Some readers – both black and white – fail to see the bias in a racially charged letter written by a Philly homicide detective after he became upset about an odor emanating from beef rib bones in a wastebasket.
They suggest that because Detective Jimmy Crone — now being investigated by Internal Affairs because of the letter — didn't use the words black or African American, he wasn't necessarily making a racial statement.
I beg to differ.
In the letter, which was taped above a trash can for all in the Homicide Unit to see, Crone referred to an unnamed colleague as a "filthy savage" and accused his father of having been "absent." Those are racial code words. Insults. And I'm glad that Police Commissioner Richard Ross is taking it seriously.
The contents of that letter are even more disturbing than whatever was in that wastebasket. You don't call a coworker a "savage" and not have it be construed as some sort of racial insult. Similarly, Florida Republican gubernatorial nominee Ron DeSantis sparked outrage Wednesday after he said in a TV interview that voters shouldn't "monkey this up" by electing Democrat Andrew Gillum, who is black.
Crone, a 22-year veteran of the force, is white and has admitted writing the letter. The Homicide Unit, in which he works, is about 50 percent black.

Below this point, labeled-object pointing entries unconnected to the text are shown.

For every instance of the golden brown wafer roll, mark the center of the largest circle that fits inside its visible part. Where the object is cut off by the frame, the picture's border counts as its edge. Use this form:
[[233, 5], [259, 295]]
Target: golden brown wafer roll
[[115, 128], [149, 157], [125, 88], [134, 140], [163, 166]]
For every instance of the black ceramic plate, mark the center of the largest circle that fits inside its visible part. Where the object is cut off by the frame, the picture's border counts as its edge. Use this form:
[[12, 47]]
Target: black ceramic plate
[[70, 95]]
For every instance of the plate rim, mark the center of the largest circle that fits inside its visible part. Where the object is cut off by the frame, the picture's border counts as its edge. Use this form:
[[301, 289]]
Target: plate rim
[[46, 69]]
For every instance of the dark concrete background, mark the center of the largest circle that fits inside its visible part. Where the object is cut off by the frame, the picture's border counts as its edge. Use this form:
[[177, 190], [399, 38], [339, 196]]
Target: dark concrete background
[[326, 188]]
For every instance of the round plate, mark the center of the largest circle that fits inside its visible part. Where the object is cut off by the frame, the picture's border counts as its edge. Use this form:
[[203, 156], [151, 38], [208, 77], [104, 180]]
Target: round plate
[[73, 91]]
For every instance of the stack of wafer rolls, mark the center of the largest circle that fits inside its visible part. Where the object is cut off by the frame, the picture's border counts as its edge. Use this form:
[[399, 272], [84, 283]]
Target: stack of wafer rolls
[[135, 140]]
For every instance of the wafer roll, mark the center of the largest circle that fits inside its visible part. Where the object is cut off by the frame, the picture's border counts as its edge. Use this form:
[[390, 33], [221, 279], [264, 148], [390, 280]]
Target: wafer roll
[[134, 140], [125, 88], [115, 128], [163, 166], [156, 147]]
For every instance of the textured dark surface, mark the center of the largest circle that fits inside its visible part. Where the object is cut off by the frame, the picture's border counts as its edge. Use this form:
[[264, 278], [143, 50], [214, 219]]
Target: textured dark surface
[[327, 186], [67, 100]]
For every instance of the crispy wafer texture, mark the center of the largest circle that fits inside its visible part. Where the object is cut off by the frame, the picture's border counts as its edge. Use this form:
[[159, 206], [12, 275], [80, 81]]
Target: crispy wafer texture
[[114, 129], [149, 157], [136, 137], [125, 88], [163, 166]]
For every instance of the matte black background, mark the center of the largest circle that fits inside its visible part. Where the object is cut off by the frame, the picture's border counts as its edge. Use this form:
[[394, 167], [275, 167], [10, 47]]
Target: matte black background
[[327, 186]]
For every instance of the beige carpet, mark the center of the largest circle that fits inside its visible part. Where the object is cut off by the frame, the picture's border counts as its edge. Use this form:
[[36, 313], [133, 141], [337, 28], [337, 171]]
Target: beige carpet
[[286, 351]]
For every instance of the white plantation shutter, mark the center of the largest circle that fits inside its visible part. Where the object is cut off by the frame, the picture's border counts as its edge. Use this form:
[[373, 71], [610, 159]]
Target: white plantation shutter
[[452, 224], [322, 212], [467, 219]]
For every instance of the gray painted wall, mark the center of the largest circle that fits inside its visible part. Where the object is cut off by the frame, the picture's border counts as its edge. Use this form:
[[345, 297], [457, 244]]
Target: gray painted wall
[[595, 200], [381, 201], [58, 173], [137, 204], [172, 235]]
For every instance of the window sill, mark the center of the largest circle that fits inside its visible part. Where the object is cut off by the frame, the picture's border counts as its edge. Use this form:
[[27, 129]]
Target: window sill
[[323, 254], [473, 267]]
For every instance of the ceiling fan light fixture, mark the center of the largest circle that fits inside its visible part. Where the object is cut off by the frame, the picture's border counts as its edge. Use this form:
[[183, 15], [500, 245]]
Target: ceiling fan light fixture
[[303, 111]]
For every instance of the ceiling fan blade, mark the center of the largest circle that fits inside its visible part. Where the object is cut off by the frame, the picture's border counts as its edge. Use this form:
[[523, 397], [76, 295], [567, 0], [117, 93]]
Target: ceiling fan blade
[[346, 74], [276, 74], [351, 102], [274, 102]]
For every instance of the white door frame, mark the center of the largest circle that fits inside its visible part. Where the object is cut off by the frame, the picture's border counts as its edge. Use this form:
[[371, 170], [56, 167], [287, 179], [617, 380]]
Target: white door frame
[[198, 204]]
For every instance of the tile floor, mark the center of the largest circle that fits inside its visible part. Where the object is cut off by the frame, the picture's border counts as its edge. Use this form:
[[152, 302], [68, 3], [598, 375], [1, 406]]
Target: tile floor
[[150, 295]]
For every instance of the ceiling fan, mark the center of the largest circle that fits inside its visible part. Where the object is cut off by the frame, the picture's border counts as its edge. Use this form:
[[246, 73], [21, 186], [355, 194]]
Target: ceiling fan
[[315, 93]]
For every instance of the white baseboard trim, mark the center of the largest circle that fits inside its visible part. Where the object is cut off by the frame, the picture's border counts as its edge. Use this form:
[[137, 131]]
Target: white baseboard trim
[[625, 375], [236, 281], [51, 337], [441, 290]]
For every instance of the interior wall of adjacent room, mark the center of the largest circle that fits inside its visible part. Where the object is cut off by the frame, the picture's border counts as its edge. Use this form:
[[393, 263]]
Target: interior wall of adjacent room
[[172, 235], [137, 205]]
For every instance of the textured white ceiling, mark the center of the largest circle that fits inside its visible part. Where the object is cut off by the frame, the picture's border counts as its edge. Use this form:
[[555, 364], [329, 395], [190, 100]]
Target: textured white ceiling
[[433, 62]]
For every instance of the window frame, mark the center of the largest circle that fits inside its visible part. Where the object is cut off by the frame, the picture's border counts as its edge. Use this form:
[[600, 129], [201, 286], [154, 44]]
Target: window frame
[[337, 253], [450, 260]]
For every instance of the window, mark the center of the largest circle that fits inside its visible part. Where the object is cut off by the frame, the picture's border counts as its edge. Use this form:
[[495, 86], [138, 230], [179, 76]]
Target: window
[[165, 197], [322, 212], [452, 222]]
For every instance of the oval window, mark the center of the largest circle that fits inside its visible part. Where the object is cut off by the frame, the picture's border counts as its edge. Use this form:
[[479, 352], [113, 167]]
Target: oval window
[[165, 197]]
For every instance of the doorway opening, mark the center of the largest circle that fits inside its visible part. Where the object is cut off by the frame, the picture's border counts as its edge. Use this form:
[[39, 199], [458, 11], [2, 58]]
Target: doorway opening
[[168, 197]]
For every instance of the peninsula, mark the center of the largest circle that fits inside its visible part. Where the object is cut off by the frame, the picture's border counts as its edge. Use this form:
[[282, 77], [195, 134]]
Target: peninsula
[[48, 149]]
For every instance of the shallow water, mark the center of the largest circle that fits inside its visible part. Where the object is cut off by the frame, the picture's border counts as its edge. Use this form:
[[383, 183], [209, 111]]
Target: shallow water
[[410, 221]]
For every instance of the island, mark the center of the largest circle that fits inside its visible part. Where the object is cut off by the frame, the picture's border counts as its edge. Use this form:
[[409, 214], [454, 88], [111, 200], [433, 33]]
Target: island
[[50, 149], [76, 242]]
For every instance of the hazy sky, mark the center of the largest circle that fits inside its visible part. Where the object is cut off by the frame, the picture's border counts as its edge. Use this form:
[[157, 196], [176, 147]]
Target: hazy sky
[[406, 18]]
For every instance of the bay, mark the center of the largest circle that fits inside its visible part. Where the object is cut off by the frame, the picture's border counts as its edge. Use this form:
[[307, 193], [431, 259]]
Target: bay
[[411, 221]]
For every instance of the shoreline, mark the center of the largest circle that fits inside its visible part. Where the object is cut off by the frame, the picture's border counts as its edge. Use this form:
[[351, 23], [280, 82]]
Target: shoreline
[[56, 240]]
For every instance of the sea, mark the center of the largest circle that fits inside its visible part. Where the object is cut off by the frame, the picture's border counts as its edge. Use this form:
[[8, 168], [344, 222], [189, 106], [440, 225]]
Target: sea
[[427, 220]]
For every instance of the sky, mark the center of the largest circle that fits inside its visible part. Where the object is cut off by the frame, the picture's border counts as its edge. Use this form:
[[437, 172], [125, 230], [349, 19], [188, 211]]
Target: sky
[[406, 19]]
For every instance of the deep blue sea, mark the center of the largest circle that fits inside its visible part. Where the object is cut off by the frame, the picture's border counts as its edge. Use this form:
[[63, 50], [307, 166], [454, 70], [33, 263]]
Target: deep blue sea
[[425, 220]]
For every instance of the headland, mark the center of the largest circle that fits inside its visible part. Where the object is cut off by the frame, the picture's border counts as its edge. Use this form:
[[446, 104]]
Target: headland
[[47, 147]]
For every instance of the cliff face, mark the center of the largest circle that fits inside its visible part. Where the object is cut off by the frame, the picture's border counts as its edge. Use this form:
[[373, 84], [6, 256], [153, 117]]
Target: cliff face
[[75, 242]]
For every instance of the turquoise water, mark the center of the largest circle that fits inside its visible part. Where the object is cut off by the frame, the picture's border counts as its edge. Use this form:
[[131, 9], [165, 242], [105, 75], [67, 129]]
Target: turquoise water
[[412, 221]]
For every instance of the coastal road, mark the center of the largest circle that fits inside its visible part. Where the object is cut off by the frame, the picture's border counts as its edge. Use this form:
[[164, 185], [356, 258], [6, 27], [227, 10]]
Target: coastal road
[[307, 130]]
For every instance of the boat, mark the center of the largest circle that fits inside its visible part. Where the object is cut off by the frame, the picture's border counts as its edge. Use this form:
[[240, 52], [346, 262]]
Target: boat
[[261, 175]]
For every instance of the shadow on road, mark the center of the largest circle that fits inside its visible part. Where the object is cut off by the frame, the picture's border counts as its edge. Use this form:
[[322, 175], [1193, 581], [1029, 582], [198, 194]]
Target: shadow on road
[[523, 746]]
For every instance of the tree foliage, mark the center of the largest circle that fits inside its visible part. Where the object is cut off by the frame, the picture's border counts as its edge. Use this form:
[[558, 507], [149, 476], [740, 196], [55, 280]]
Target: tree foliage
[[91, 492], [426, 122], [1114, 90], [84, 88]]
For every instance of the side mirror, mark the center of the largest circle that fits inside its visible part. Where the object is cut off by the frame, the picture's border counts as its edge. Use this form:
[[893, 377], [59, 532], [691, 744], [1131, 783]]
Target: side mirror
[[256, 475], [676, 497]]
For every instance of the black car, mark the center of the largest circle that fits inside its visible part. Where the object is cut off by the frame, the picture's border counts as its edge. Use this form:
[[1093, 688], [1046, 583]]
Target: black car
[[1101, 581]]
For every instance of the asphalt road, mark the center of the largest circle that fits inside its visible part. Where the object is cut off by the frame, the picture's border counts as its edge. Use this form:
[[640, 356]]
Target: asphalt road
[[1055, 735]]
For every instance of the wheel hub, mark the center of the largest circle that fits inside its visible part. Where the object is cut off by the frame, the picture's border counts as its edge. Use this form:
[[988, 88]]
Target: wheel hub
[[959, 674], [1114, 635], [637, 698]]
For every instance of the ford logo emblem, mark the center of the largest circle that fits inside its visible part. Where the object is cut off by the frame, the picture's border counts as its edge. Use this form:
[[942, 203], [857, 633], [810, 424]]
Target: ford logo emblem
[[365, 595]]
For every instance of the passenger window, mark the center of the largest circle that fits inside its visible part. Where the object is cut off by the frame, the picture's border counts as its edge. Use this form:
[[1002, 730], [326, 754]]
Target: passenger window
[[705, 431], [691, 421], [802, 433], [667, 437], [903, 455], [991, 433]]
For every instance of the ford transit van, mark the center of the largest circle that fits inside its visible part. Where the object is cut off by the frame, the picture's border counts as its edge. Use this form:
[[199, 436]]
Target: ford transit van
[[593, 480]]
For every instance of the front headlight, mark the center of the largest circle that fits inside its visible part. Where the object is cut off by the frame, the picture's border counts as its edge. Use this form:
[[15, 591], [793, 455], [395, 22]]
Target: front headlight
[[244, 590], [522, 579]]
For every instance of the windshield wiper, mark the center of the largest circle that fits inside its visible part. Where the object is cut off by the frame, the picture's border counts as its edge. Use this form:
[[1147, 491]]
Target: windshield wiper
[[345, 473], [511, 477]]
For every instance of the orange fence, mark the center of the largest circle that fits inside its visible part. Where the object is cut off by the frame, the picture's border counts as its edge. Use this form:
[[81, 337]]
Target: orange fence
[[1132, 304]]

My suggestion for those who don't get it is to read that angry letter again, making sure not to skim past the colorful language and the imagery used. Remember that Crone is an officer of the law, a public servant duty-bound to serve the public. That means everybody, regardless of social class, race, or educational level.
At one point, he writes: "Now, in that I have a sense of etiquette and social fluency instilled in me from my upbringing by traditional, caring parents, I am offended by this. Alas, that same education prevents me from being upset with you — you can't blame a filthy savage for being a filthy savage."
Remember that this country has a long tradition of referring to black people as "savages" and of making us appear less than civilized because our ancestors hail from Africa. It's been going on since this country was formed and is an old trope right up there with Aunt Jemima, Mammy, and Uncle Tom. (Did you eat at Sambo's back in the day?) You would think that by 2018, Americans would have moved past other-izing blacks. But as we see from President Trump's Twitter feed, that's not the case.
At another point, Crone writes: "As I'm sure you were not burdened by significant schooling, and were birthed to an alcoholic, absent father and a rancid whore of a mother, you are simply ignorant of the fact that you are little more than an upright animal."
Note Crone's stereotypical assumption that the letter recipient grew up with no father in the house. Although it is true that more than 70 percent of black babies are born out of wedlock, it's a negative stereotype that most black fathers are absent from their homes.
Crone's coworkers were right to be concerned about the letter. They made copies that they shared with one another and also notified higher-ups. At a news conference Tuesday, Ross called the language "troubling."
Internal Affairs has launched an investigation.
Meanwhile, all of this makes me wonder about the letter's author and why he felt it was OK to spout that kind of nonsense because he was upset about the contents of a trash can.
What does his writing and posting such a racially charged letter say about his judgment? How is it that no warning system ever turned on in his brain telling him: "Hey, this is a really bad idea. Maybe I should delete this"?